Nearly 1,300 prison inmates wrongly received more than $9 million in tax credits for homebuyers despite being locked up when they claimed they bought a home, a government investigator reported Wednesday.
The investigator said 241 of the inmates were serving life sentences.
In all, more than 14,100 taxpayers wrongly received at least $26.7 million in tax credits that were meant to boost the nation's slumping housing markets, said the report by J. Russell George, the Treasury Department's inspector general for tax administration.
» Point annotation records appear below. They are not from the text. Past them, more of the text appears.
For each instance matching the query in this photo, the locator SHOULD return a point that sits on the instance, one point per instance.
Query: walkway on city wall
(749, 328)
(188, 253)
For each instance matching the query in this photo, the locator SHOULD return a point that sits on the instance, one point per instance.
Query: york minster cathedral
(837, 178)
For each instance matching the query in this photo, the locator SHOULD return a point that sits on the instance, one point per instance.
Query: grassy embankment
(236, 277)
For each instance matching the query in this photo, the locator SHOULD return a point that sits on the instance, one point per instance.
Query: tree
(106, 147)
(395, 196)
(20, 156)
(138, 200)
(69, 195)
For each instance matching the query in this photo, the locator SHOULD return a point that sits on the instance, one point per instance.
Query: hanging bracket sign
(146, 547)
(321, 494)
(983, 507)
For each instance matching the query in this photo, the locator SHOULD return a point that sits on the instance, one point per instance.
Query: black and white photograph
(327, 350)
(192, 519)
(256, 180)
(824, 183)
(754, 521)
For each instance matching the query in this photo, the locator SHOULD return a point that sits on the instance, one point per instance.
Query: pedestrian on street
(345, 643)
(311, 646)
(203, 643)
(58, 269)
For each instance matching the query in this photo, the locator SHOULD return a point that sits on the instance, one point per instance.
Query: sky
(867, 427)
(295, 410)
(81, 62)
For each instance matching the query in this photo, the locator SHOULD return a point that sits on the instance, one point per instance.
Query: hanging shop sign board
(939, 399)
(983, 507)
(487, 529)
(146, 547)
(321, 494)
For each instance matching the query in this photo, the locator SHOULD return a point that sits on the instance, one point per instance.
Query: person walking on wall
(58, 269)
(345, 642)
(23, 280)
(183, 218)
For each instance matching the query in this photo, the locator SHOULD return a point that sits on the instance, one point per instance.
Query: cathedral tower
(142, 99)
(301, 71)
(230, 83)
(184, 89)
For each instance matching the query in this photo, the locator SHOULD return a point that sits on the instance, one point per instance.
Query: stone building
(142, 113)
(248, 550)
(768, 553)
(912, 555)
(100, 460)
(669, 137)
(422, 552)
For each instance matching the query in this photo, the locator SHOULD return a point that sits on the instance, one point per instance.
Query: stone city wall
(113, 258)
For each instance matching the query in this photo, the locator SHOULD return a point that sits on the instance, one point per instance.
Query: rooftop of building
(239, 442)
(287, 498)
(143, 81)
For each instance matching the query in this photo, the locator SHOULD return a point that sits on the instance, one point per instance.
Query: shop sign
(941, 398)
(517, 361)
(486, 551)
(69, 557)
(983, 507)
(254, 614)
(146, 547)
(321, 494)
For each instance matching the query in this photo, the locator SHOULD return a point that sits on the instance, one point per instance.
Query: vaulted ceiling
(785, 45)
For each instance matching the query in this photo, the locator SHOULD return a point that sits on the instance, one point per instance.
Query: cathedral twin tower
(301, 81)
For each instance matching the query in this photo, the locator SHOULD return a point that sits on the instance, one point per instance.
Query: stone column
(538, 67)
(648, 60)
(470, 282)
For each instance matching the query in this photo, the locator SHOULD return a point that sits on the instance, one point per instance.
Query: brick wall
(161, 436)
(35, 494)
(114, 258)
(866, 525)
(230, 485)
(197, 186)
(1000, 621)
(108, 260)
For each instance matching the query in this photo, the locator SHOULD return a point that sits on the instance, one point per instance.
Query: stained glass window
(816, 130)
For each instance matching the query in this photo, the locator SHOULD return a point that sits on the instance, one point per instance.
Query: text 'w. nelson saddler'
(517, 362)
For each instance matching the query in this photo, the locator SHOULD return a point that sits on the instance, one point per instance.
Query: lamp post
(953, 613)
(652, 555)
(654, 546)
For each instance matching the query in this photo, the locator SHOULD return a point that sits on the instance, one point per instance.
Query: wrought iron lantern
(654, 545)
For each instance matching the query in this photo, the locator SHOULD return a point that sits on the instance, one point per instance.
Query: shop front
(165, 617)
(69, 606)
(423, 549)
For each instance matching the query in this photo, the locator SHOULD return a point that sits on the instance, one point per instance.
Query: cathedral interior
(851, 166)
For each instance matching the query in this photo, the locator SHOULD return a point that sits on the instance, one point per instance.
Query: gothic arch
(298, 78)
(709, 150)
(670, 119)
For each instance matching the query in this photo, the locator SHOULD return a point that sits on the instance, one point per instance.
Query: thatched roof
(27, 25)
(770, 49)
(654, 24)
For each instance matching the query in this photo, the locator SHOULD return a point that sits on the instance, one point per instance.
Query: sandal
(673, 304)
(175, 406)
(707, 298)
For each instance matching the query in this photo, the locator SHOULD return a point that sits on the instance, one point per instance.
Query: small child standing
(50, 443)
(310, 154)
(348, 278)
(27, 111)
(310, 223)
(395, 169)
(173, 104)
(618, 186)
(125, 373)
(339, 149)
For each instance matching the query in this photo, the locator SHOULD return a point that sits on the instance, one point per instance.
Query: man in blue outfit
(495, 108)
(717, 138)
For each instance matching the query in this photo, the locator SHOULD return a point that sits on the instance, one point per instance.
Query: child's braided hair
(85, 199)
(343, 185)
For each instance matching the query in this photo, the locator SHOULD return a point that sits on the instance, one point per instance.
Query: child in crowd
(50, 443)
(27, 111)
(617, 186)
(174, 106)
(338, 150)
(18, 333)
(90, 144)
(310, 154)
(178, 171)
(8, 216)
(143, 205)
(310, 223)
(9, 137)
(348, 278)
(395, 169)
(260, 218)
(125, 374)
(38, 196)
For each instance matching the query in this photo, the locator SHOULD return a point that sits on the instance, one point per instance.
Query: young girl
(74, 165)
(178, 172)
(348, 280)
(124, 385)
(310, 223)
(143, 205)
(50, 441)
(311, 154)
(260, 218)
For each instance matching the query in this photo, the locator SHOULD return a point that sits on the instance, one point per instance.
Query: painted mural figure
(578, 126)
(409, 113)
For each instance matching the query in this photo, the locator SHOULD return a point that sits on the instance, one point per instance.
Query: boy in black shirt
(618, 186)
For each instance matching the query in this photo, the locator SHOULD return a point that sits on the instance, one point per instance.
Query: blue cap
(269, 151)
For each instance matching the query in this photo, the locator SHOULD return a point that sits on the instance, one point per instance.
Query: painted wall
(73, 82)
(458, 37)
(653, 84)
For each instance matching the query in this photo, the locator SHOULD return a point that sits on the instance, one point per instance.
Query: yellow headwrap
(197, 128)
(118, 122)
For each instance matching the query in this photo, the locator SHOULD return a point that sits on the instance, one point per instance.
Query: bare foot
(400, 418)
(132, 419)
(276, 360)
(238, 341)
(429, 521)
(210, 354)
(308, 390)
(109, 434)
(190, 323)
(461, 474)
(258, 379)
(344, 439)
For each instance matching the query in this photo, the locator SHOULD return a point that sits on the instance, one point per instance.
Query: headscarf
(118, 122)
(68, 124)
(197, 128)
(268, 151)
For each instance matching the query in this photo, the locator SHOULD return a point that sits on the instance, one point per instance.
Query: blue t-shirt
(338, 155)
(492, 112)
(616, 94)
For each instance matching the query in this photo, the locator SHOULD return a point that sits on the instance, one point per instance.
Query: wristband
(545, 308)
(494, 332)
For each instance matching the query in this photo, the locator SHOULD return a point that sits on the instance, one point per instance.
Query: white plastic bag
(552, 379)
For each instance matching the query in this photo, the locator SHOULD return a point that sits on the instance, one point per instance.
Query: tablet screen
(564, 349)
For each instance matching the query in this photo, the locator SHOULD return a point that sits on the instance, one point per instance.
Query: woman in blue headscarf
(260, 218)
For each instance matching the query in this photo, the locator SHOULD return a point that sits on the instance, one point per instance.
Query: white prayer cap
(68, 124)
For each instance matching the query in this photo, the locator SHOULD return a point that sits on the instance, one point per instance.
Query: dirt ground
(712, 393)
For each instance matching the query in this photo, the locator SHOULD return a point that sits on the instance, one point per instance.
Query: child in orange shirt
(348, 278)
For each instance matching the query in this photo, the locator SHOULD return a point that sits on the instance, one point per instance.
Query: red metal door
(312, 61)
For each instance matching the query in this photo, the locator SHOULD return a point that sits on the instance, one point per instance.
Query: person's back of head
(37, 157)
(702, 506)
Some taxpayers received the credit for homes purchased before the tax break was started. In other cases, multiple taxpayers improperly used the same home to claim multiple credits. Investigators found one home that was used by 67 taxpayers to claim credits.
"This is very troubling," George said. "Congress created and modified the homebuyer credit to stimulate the economy and help taxpayers achieve the American dream, not to line the pockets of wrongdoers."
The Internal Revenue Service says it is taking steps to get the money back. The agency noted that more than 2.6 million taxpayers claimed the tax credit through April—claiming $18.7 billion in credits—with only a tiny fraction going to prison inmates or other scofflaws.
"A very small number of payments were made to prisoners incorrectly, which the IRS is now taking all steps to recapture and to prevent going forward," the IRS said in a statement. "The IRS will follow up on every instance of an improper prisoner payment and take swift and appropriate enforcement actions."
The report blemishes an otherwise popular tax break that was sweetened once by President Barack Obama as part of his economic recovery package and again by Congress when it was extended into this spring. The National Association of Realtors says the tax credit has generated 1 million new home sales that wouldn't have happened otherwise.